News

August 2009: GDCB Faculty Clark Coffman and Jo Anne Powell-Coffman Receive CIAG Award

A Center for Integrated Animal Genomics (CIAG) grant entitled, “Investigating Links Between Hypoxia Signaling Networks and the Regulation of Cell Migration and Death During Animal Development” has been awarded to Professors Clark Coffman and Jo Anne Powell-Coffman.

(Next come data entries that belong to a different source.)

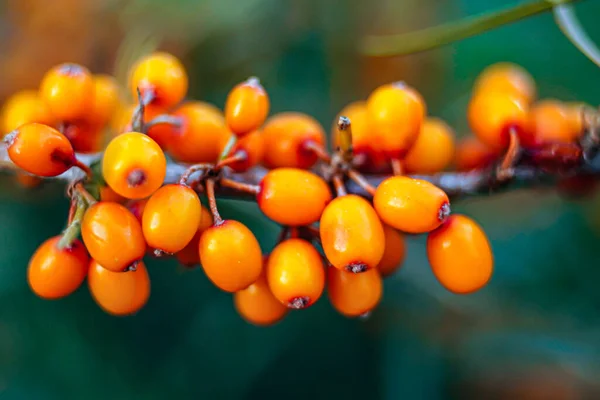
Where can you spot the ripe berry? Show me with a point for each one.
(506, 78)
(40, 150)
(493, 115)
(134, 165)
(247, 107)
(460, 255)
(68, 90)
(113, 236)
(119, 293)
(54, 273)
(189, 256)
(352, 234)
(171, 218)
(22, 108)
(395, 114)
(286, 136)
(283, 189)
(230, 255)
(295, 273)
(201, 135)
(411, 205)
(395, 251)
(434, 149)
(161, 76)
(354, 294)
(257, 305)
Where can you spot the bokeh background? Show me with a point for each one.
(533, 333)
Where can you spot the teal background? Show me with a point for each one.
(534, 331)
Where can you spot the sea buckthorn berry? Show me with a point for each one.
(395, 251)
(201, 135)
(434, 149)
(134, 165)
(22, 108)
(411, 205)
(171, 218)
(460, 255)
(472, 154)
(286, 136)
(161, 76)
(282, 190)
(493, 115)
(354, 295)
(352, 234)
(506, 77)
(189, 256)
(247, 107)
(119, 293)
(395, 115)
(68, 90)
(257, 305)
(53, 272)
(295, 273)
(230, 255)
(113, 236)
(40, 150)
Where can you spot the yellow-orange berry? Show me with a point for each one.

Oxygen is critical to animal life. Hypoxic (low oxygen) conditions occur in normal tissues, during heart attacks and strokes, and in tumor formation. Cells must adapt to low oxygen in order to survive. The hypoxia-inducible factor (HIF) has been shown to be the “master regulator” of oxygen-sensitive changes in gene expression in animals, and understanding how HIF is regulated has been one of the major goals of Dr. Powell-Coffman’s research group over the past several years. This collaborative project investigates the roles of hypoxia and HIF in the experimental system that Dr. Coffman and his colleagues have developed. The Coffman group employs the fruit fly Drosophila melanogaster as a powerful genetic model system to study the genetic and cellular underpinnings of animal development and disease. Developing germ cells share certain key traits of metastatic cancer cells: they migrate across epithelial sheets to target tissues, and many germ cells are subject to programmed cell death. Elizabeth Asque (pictured here with Professors Coffman, left, and Powell-Coffman, right), a graduate student in the Interdepartmental Genetics program, will spearhead this project that will provide insights into how cells respond and adapt to low oxygen levels during migration, development, and disease.